Bild: Gitarre, Stimme, Sheffield: Richard Hawley
Sheffield ist – wie Rom – auf sieben Hügeln erbaut. „Aber natürlich um
einiges schöner“, sagt Richard Hawley. Er lacht kauzig, wohl wissend, dass
Liebe auf mindestens einem Auge blind macht. Den britischen Künstler
fasziniert an der Stadt, dass Schönheit und harsche Hässlichkeit so nah
beieinanderliegen.
Er mag die Freundlichkeit und den Humor der Leute. Der Singer-Songwriter
fasst das mit einem Zitat von John Ruskin, dem viktorianischen
Kunstkritiker, zusammen: „Sheffield ist ein dreckiges Bild in einem
goldenen Rahmen.“
Dass Hawley mit seiner Heimatstadt im nordenglischen Yorkshire ein
besonderes Ding am Laufen hat, verdeutlichen nicht nur die meisten Titel
und Coverfotos seiner bisher neun Soloalben: „Lowedges“ (2003) ist ein
Vorort im Süden der grünsten Stadt Europas, „Lady’s Bridge“ (2007) eine
Brücke in der komplett verhunzten Innenstadt und „Coles Corner“ (2005) ein
beliebter Treffpunkt für Verliebte jeden Alters.

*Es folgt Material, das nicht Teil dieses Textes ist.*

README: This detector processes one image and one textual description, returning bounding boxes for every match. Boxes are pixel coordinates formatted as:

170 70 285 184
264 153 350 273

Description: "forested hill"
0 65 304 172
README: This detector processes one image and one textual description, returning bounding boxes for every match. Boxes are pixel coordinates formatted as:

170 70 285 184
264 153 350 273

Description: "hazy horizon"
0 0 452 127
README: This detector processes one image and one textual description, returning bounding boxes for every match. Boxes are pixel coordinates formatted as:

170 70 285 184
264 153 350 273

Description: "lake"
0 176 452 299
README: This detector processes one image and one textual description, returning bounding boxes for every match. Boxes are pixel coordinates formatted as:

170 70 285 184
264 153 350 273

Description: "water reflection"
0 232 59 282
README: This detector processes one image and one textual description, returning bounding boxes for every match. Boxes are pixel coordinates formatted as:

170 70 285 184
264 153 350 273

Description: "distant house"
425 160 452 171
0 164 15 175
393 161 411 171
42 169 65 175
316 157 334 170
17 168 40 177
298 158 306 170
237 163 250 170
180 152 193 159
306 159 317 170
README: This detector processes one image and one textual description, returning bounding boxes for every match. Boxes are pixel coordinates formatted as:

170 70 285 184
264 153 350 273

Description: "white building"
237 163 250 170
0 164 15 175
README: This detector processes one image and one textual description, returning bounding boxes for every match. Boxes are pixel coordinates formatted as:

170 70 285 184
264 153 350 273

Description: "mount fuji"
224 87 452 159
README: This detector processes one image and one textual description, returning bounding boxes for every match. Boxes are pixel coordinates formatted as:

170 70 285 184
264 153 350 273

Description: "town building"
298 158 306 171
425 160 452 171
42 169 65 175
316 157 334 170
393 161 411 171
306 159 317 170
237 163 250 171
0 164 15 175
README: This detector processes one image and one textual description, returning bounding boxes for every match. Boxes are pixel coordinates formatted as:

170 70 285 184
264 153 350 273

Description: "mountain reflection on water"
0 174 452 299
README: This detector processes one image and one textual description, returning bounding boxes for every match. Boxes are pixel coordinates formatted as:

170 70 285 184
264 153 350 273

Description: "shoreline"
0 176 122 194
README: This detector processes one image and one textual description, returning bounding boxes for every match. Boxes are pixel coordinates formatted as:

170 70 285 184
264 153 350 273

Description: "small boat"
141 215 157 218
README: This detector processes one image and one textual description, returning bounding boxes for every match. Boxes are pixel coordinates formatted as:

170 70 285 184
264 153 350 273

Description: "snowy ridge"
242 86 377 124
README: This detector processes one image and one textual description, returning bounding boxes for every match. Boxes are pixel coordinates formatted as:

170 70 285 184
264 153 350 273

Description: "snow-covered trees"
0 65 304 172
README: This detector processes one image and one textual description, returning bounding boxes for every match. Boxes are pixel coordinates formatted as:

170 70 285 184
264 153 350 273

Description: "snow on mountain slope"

## Spezialsoße Henderson's Relish
Hawleys Solokarriere startete in den späten 1990ern, [1][als seine Freunde
Steve Mackey und Jarvis Cocker von Pulp], bei denen er als Livegitarrist
tätig war, ihn dazu ermutigten. Im Jahr 2000 gab er ein sagenhaftes Konzert
in der Fabrik der Sheffielder Würzsoße „Henderson’s Relish“. Die Firma
bringt seither zu jedem Hawley-Album eine Special-Hawley-Soßen-Edition auf
den Markt.
Er ist weit mehr als ein Lokalheld, [2][obwohl Richard Hawley auch mit
seinem neuen Album bereits im Titel eine besondere Eigenschaft Sheffields
und seiner Bewohner*innen hervorhebt]: „In This City They Call You
Love“. Ob komplett tätowierter Busfahrer oder blumenzupfende Lady im
Vorgarten: „Wir beenden unsere Sätze mit dem Wort ‚love‘. Es strukturiert
alle Gespräche und hängt an Fragen: ‚Wie viel Uhr ist es, love?‘, ‚Gehs…
in den Pub, love?‘
Je nach Tonfall muss es allerdings nicht nett gemeint sein … Grundsätzlich
ist es angeborene Freundlichkeit, die die Menschen aus Sheffield
auszeichnet. Ich bin weit rumgekommen, aber diese Freundlichkeit gibt es
sonst nirgends“, sagt Hawley der taz.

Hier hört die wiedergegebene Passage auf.